Trump, and the recent U.S. election, came up a few times throughout the show, most notably from Chrissy Teigen ("[John Legend's] songs are bigger than either of us, on the heels of what's been a really interesting interesting f--ked up election for all of us," introducing her husband's performance), Green Day (which changed the lyrics of "Bang Bang" to "No Trump / No KKK / No fascist U.S.A.") and Idina Menzel, who addressed the recent incident involving Vice President-elect Mike Pence at a performance of Hamilton by saying, "Us unsafe, scary theater people won't be invited to the inauguration. I love you Hamilton!" before announcing Florida Georgia Line as Favorite Country Duo/Group.

Canadians Justin Bieber and Drake were also big winners, with three and four awards, respectively, on the night, while Drake scored a big moment with the debut of a new Apple Music commercial that featured him working out to Taylor Swift and, as with the inverse ad that debuted April 1, falling while lifting weights.

Performance highlights included Mars' dynamic opener as well as The Weeknd, whose "Starboy" rendition inside a gigantic blue-silver crystal that morphed into a variety of colors was an easy standout. Legend's "Love Me Now" and the Chainsmokers and Halsey's "Closer," a much improved version on their maligned VMAs performance, also stood out.

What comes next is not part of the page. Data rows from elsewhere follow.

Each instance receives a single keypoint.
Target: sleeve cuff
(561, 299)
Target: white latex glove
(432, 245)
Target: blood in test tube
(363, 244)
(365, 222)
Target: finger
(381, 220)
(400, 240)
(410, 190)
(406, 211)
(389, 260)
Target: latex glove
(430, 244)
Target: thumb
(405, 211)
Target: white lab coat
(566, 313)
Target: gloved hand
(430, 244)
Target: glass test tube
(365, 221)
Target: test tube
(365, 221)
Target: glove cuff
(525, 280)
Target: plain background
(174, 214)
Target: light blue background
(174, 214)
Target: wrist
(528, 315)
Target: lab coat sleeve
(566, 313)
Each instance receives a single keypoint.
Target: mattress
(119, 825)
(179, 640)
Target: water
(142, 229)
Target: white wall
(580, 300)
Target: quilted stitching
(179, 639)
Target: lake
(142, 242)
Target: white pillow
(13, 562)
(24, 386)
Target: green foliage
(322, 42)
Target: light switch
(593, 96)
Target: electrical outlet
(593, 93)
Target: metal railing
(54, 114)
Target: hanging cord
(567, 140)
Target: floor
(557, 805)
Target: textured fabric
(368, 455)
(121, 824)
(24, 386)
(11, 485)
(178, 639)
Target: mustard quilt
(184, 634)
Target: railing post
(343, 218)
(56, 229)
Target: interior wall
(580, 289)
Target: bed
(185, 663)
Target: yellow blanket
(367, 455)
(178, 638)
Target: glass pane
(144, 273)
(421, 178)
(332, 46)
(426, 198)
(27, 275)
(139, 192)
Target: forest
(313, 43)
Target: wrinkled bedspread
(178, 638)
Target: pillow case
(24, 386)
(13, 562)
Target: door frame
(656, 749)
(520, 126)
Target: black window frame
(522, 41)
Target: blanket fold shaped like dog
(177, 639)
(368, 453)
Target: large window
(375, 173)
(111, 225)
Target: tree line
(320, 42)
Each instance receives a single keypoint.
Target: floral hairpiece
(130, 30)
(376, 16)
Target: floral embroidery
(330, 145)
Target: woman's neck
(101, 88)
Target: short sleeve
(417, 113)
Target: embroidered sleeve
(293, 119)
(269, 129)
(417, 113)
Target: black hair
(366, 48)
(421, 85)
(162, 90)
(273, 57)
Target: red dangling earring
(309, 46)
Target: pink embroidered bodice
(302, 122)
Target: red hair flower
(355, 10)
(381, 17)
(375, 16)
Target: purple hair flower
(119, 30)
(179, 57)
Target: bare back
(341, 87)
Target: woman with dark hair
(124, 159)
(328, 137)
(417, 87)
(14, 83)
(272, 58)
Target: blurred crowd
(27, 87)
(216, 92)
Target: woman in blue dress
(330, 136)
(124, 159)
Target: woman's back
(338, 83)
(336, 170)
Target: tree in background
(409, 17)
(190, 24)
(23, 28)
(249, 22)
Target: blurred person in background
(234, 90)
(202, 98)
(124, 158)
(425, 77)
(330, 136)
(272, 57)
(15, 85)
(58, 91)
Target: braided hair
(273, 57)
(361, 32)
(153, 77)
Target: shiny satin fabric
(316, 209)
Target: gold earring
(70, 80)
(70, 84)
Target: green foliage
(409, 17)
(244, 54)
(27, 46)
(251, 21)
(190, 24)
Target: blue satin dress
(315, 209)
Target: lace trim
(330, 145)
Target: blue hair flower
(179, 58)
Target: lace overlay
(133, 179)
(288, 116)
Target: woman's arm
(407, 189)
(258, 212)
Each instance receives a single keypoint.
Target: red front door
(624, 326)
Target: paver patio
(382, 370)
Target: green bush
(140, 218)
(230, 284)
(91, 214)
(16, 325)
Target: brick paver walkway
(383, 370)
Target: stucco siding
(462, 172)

There were also several stings and slights, both overt and covert, throughout the evening. Zayn, accepting his New Artist of the Year honor, remarked, "This one just has my name on it, right?" seemingly taking a dig at the insanity surrounding his Directioner past. And Drake, despite being conciliatory and graceful otherwise, took a moment to shout out his fellow nominees in the Favorite Rap/Hip-Hop Artist category Future and Fetty Wap before turning, briefly, serious. "For our genre, I just like to keep things exciting and keep making music," he said, before stepping into rap beef territory. "More Life is coming soon, and watch how you speak on my name."

Sting, who accepted his American Music Award of Merit with a career-spanning medley of “I Can’t Stop Thinking About You," “Message In a Bottle” and “Every Breath You Take,” was plenty appreciative after his performance. "While I may be an Englishman," he said, shouting out the country that birthed rock and roll, "My musical soul is all American."

And while there were several more standout performances -- Nicki Minaj and Ariana Grande's sultry "Side to Side," Bieber's emotional "Let Me Love You" live from overseas, Fifth Harmony's fist-bumping "That's My Girl" and Lady Gaga's stripped down "Million Reasons" were all worthy of distinction -- arguably the most poignant moment came from Selena Gomez, accepting her award for Favorite Female Artist.

"I think it's safe to say that most of you know a lot of my life, whether I liked it or not, and I had to stop," she said, fighting back tears. "Because I had everything, and I was absolutely broken inside. And I kept it all together enough that I would never let you down, but I kept it too much together to where I let myself down. I don't want to see your bodies on Instagram, I want to see what's in here. I'm not trying to get validation, nor do I need it anymore.

"But if you are broken, you do not have to stay broken," she continued. "And if that's anything, whether you respect me or not, that's one thing you should know about me, is I care about people. And thank you so much for this, this is for you."

In an up-and-down AMAs, Gomez's speech became a light of hope and resilience -- one that can resonate beyond the glitz and glam of awards shows. In the end, it was the most worthwhile takeaway.